In 2018, the Vigil reported that, at the time, at least four LGBTQ+ identifying students had been kicked out of frat parties due to their gender and/or sexuality. These events should indict the Greek system for its openly exclusionary dominance of social spaces and its rewarding of toxic masculinity and blatant homophobia under a system built exclusively for cishets. However, instead the emotional burden has been placed upon queer students within the W&L community as we are left unsure about our ability to participate openly in W&L social culture, lest our safety be threatened through harassment, exclusion, and the potential for violence. Because of these events, I have never felt entirely safe in a frat party setting.
But even before these events became public, I knew fraternity spaces were not ones interested in incorporating my queerness into them.
My first year at a party I overheard a conversation between a group of fraternity members complaining about the annual Equality Gala and that queer students were taking over everything and trying to force “gay stuff” down their throats. However, combine these microaggressions with the knowledge that my friends and fellow community members had been explicitly removed from Greek spaces solidified my anxiety around the W&L social scene.

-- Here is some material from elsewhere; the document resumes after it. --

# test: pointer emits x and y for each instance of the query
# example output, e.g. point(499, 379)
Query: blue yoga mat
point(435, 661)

Because I am one of a limited number of students on campus who are openly gender nonconforming and I cannot “pass” for straight because of my speech and mannerisms, I have often felt unsafe at frat parties for fear that if I draw too much attention to myself, the house residents and frat members present might think I’m overstepping my bounds as a queer person, as apparently we have done with the Equality Gala and other LGBTQ+ friendly events
My identity as a femme and the queerness through which I live my life, something I take pride in normally, becomes a liability in Greek spaces that I must keep in check, lest I be quite literally removed from the premises. An awareness to this reality has manifested itself in a nervousness at frat parties, where I feel obligated to be hyper-aware of my surroundings and behaviors, avoiding men I don’t know and making sure I’m not ever away from my friends. My worst fear is that I will say or do something in front of a man or group of men at a frat party that will lead to retaliation on their part. I have learned to center the comfort of cis, straight men in social scenes. If I don’t I’m scared of what might happen.